CCA Wins Team Competition in Marblehead to Halifax Race

A team of three CCA boats has won the Parker C. Hatch Club Team Competition trophy in the 36th running of the 360-mile Marblehead to Halifax race, as well as collecting an impressive array of individual honors. The race runs in odd years from Marblehead, Mass., to Halifax, Nova Scotia.

Victorious “Team CCA” was (1) Airborne IV, a Beneteau 50, skipper William B. Greenwood (BDO), first in Class in PHRF Div. 3 and 2nd overall, (2) Actaea, a Bermuda 40, skipper Michael Cone (CHE), first in ORR Div. 2 and 1st overall in ORR, and (3) Grey Ghost, a Zaal design, skipper Philip Parish (CHE), 3rd. in PHRF Div. 4 and 7th overall.  Actaea took an additional prize: the Olin J. Stephens Trophy for the best combined performance in the ORR division in both the Newport to Bermuda and the Marblehead to Halifax Races

This year’s race started off Tinkers Gong, just outside the entrance to Marblehead Harbor, on July 5th. Classes presented included PHRF, ORR, IRC and Multhull. The race course takes the fleet east across the Gulf of Maine to the mouth of the Bay of Fundy. This body of water has the highest tides in the world, and that can be the nemesis of many of the boats in the race. The goal at that stage in the Race is to get around the corner at the SW tip of Nova Scotia at Brazil Rock without the devastating effects of the tidal currents created by the Bay of Fundy. These currents can also be the racers friend. With good timing and some good luck from the wind gods, tidal surge can propel the vessel to additional speeds. Fog is usually a factor in the Race. Sailors who have honed their navigational and sailing skills can have a distinct advantage in the Race if arrival at Brazil Rock is timed properly.

The 360 mile Race finishes in Halifax Harbour. This year’s race like so many others included a variety wind and weather conditions. Conditions were light to moderate at the start with warm sea breezes to virtually wind conditions in the Gulf. The final hours of the race provided strong SW winds for the bulk of the fleet. The event would be considered a slow race for 2015. Sailors arriving at the Royal Nova Scotia Yacht Squadron were welcomed in the usual Nova Scotian fashion. Prize giving was held on the Thursday after the start, and as always was a formal event. Dignitaries from various levels of government and distinguished guests were on hand to congratulate the winners. Many of the sailors that do this race every two years had another opportunity to once again reacquaint themselves with old friends from the two countries. The tradition continues.  
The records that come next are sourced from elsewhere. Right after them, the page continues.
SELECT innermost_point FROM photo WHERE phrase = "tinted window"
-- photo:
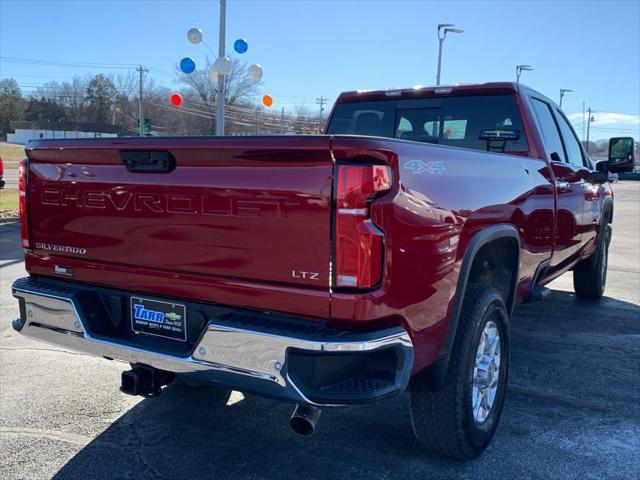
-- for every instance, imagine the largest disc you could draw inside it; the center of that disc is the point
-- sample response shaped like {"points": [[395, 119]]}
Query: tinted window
{"points": [[574, 152], [550, 134], [364, 118], [455, 121]]}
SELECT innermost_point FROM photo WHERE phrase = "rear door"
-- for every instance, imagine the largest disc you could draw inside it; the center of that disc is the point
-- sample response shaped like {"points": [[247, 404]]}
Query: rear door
{"points": [[254, 209]]}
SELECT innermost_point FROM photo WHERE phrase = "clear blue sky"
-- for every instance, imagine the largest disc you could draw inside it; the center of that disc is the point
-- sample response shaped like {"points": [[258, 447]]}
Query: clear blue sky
{"points": [[313, 48]]}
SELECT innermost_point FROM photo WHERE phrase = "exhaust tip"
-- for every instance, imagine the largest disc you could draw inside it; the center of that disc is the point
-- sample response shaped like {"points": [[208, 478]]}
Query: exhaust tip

The Marblehead to Halifax Yacht Race is a partnership between the Royal Nova Scotia Yacht Squadron in Halifax Nova Scotia and the Boston Yacht Club located in Marblehead, Mass.  Originally started in 1905 there were years when the race was not run. In 1939 the Race became a regular event with the exception of the War years. The Race is run in the off years of the Newport to Bermuda Race. Every two years this race again brings together the fellowship of Atlantic Canada and New England – a fellowship tradition that has spanned many generations.